Спешнев прислушивался уже внимательнее. Нет, это не спорщик. Библиотека в складчину. Хорошее дело. Он тоже хочет участвовать. Взнос для него пустяковый — от 15 до 20 рублей серебром. Спешнев вынимает деньги. Гости улыбаются. Новый гость как бы приобщился к их кружку. Ведь взнос в библиотеку и пользование «ничейными» книгами — единственные «организационные узы», связывающие всех.

И каждый имеет право в любой момент прекратить участие в складчине, это его частное дело.

Петрашевский любит напоминать, что «прежде чем действовать — нужно учиться».

— Над нами еще гремит насмешливый стих Пушкина: «Мы все учились понемногу, чему-нибудь и как-нибудь…» Если бы понадобилось — начнем наше образование с азбуки…

Спешнев уже не склонен насмехаться и снисходительно посматривать на этих «мальчишек». Конечно, «шумим, братец, шумим» ко многим из них подходит, но Петрашевский говорит о необходимости действовать и готовиться к действию. Хотя он и не договаривает до конца, мало ли какое действие возможно, но его журфиксы, если рассматривать их как подготовку к действию, предполагают определенную пропагандистскую цель.

Спешнев отныне будет здесь частым гостем, и очень жаль, что Михаил Васильевич уезжает в свою деревеньку.

Петрашевский никому не рассказывал о постройке фаланстера, только Зотову.

Телега подпрыгивала на корнях, ныряла в ямы, скрытые низким папоротником, и все старания кучера ускорить бег лошади ни к чему не приводили. Конь еле плелся, гонял хвостом оводов и упорно тянул к полянкам, где зеленела еще не выжженная солнцем трава.

Непроходимые чащобы. Бурелом, топи, колючий кустарник. На деревьях мох, между стволами паутина, давно заброшенная пауками. Ни стежки, ни межи.

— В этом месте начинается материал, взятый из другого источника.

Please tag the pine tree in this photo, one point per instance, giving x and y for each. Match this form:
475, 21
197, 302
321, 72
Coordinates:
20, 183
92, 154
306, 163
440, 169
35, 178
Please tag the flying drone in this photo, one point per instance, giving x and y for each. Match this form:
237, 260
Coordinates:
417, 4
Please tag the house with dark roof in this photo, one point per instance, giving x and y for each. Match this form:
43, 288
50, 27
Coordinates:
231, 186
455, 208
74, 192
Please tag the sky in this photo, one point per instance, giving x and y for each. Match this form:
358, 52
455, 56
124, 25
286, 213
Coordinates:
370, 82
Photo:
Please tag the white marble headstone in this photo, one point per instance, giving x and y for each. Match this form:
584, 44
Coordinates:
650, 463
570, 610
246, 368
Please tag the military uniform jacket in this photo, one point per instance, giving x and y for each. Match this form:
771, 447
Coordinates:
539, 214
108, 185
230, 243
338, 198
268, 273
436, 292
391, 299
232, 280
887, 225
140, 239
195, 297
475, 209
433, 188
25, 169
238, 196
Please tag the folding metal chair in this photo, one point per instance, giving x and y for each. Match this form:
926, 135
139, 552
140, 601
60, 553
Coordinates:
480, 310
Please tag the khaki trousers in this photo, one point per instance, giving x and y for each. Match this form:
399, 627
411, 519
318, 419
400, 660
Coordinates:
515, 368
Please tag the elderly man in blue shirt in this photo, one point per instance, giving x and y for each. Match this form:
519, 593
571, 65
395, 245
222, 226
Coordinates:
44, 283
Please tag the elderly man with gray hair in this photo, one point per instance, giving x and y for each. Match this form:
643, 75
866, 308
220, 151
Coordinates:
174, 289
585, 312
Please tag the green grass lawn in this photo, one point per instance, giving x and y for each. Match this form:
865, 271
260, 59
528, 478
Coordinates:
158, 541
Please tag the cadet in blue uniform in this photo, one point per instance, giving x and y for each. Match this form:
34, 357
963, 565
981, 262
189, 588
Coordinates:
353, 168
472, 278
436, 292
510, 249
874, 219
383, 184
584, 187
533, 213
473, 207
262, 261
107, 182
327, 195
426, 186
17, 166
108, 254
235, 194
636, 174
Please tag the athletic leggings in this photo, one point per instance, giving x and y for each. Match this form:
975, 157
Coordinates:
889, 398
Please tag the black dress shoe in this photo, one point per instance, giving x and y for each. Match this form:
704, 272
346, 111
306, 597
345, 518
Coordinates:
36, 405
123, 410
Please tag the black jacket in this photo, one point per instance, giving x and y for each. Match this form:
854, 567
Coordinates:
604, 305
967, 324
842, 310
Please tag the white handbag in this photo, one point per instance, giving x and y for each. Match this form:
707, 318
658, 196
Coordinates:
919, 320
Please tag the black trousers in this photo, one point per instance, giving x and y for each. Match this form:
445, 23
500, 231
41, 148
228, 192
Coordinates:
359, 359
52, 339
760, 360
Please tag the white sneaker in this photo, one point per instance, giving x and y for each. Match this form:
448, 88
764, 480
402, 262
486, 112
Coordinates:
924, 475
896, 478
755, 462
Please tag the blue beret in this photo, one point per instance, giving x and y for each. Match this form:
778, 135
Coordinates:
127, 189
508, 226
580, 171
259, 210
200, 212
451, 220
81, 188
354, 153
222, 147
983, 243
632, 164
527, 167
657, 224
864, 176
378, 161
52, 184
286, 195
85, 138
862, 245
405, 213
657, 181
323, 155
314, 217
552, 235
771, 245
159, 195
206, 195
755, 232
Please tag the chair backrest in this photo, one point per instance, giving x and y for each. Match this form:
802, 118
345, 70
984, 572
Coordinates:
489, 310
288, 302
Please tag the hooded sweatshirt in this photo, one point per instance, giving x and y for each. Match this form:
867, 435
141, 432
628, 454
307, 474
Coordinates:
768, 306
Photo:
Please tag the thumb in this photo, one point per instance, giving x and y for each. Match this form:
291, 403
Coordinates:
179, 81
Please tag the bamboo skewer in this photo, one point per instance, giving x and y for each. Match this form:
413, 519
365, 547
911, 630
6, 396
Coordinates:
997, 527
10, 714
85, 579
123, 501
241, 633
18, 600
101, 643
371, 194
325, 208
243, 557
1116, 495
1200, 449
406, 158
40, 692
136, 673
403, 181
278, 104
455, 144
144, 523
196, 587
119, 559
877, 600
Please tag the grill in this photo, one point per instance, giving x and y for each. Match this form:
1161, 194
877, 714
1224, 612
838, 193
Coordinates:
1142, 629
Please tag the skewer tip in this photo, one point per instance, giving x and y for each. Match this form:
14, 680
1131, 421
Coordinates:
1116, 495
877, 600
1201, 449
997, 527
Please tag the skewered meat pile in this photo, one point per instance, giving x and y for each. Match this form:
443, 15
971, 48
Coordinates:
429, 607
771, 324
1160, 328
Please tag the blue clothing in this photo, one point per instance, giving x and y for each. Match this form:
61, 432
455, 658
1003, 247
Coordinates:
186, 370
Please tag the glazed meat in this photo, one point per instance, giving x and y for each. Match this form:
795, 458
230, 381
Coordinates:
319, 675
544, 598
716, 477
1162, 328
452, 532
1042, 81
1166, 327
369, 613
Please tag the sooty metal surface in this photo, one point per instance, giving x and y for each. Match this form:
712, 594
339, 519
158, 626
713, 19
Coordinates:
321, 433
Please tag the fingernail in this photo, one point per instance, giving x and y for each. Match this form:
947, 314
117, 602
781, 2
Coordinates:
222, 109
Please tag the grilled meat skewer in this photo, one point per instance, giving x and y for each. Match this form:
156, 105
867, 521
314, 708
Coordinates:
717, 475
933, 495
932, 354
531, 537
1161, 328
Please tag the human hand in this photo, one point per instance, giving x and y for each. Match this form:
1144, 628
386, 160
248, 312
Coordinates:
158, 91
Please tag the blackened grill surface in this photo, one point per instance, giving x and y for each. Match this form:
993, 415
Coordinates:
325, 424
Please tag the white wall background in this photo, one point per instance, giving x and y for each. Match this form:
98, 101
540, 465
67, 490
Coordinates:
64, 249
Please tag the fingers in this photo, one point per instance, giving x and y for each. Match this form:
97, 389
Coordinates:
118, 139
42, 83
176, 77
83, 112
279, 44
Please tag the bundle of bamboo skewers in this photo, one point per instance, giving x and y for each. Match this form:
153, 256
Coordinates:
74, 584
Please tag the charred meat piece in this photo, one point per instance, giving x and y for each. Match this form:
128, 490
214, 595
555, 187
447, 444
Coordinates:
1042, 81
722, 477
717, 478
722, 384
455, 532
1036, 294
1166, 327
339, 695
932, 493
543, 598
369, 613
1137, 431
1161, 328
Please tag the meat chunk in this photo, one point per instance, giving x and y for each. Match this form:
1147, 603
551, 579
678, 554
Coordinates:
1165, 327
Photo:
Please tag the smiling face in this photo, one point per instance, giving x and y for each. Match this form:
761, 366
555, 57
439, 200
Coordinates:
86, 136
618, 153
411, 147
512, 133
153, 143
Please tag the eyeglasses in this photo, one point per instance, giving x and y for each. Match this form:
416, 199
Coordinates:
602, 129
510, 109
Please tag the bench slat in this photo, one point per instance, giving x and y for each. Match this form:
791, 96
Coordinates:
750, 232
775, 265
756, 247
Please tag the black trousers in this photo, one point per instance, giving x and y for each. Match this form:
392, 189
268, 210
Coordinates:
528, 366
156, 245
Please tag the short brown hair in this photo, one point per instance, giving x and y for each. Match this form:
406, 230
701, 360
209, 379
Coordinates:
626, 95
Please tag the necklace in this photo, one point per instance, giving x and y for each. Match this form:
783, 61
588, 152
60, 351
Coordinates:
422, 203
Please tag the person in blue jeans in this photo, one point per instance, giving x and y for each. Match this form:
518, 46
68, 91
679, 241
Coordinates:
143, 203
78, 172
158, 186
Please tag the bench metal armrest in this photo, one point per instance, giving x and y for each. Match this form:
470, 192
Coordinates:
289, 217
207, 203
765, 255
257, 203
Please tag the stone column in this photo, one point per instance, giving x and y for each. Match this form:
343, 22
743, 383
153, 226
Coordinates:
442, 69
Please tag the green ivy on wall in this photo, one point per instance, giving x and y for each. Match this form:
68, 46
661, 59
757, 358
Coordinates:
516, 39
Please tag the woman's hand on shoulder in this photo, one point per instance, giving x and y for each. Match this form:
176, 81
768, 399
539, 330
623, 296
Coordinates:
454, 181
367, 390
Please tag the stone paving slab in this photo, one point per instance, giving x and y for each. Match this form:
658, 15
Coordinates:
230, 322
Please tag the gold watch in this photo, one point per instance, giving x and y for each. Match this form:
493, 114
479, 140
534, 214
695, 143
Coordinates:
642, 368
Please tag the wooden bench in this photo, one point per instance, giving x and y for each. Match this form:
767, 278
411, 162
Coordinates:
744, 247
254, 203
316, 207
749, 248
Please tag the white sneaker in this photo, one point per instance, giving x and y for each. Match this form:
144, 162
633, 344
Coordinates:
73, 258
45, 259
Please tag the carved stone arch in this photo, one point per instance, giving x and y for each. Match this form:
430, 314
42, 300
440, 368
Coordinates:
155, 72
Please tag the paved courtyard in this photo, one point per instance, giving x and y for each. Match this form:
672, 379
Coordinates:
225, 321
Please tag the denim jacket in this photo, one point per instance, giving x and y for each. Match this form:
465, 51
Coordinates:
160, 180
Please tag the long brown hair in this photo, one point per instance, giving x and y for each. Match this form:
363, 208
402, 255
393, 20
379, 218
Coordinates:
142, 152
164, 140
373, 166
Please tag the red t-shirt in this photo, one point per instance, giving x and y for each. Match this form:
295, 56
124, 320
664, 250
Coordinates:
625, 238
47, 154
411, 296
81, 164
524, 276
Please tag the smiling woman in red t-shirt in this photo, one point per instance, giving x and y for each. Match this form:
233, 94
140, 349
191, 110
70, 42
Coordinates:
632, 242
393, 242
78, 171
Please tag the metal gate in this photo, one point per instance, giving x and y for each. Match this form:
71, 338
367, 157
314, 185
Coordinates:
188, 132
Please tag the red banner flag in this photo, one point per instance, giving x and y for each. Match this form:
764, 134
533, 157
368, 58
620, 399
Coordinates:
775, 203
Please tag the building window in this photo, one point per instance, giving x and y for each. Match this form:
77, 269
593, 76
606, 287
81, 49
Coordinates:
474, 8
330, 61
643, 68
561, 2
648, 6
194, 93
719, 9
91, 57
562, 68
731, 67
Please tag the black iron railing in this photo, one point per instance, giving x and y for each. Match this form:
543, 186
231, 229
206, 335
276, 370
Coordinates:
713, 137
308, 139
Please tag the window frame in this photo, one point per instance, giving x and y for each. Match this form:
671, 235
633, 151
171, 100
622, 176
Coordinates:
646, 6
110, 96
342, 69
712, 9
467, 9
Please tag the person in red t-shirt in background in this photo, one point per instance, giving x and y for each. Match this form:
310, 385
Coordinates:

Сосны рвутся к солнцу. Ели, как наседки крыльями, прикрывают землю. Мухоморы чувствуют себя сказочными принцами, боровики сгнивают гнездами, как будто среди них прошла эпидемия холеры.

Михаил Васильевич вот уже в который раз ловит себя на мысли, что в этих чащобах его строго логические построения расплываются: то солнечный луч вспыхнет затейливым узором и спутает мысли, то птицы запоют так, что забудешь обо всем.

И, наверное, впервой ему хочется помечтать. Нет, мечты — это достояние его сестер, но сравнения невольно напрашиваются.

Телега пробирается сквозь бурелом.

Бурелом, могучие корни и сломанные вершины. Вековая спячка. Немного в лоб, зато точно — ведь это Россия. Темная, гнилая, могучая и трухлявая. А телега, на которой едет он и которую пытаются остановить корни, колючки, стволы?

Ужели это колесница, и на ней социальная справедливость, равенство, любовь и братство должны въехать в эту глушь?

Черт знает что такое! Михаил Васильевич спрыгивает с телеги. Бредет пешком до тех пор, пока ноги отказываются выбираться из топкой глины, пока лицо, волосы, бороду не пропитывает едкий соленый пот.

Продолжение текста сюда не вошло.